Visvo.com originally was a categorized wide web search. While I don't
think our approach was the best way to proceed in hindsight, here is
what we did.
1) We had a mapreduce job that wasrun to place urls in a given category.
The actual function for determining a category is arbitrary. We
started with Bayesian methods based on noun phrases matched to hand
built categories, but it could be any function you want as long as it
maps url -> 1+ categories. Our function returned floats for categories,
highest matching category wins.
2) The job was such that if the function would pick the best category
out of a level, then rerun on its children. The function returned a
float value. If that value was higher than its parent it would continue
checking children at the next level and so on. The idea behind this was
to find the best category in a tree of categories.
3) If a url was in a category, it was considered to be in all of its
parent categories. So let's say we a url is in the following category:
/one/two/three/four
It is also considered to be in
/one/two/three
/one/two
/one
In the index we added a custom field called category and we would add
the category it was assigned to and all of its parent categories.
The UI would allow running keyword searches but also had a listing of
categories which were links. There was some special logic to try and
determine relevant starting point in the category tree from the query.

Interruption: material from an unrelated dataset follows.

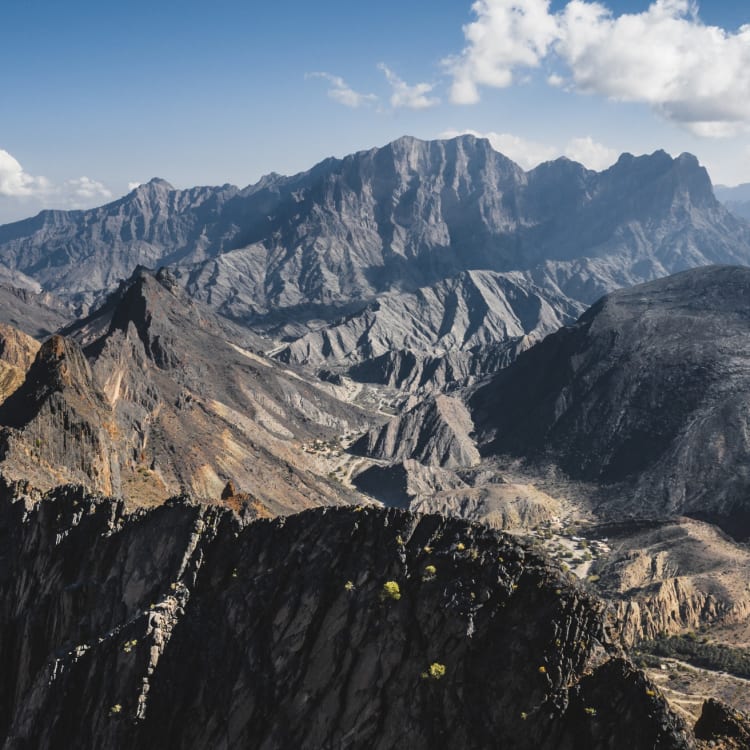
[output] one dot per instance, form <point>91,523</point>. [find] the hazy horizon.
<point>113,96</point>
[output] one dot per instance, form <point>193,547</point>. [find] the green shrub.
<point>390,590</point>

Not real successful so most started at the base of the category tree.
Clicking on a link would run a query like this:
keywords AND category=/one/two/three
Which should return you categorized results. As I said maybe not the
best approach but is an approach to having a categorized result. Hope
this helps.
Dennis
Kenan Azam wrote:
Hi,
I am using nutch 0.8.1 to do site wide searches. I want certain results to
be boosted more than others for which I have added custom index terms and
boosted them.
However, now I have the need to categorize results into category so that
interesting categories are not buried deep under.
Has someone tried to categorize search results. For example out of a 100
results, 20 appear in category1, 50 appear in category 2 and all others
appear in a third category?
Thanks, Kenan.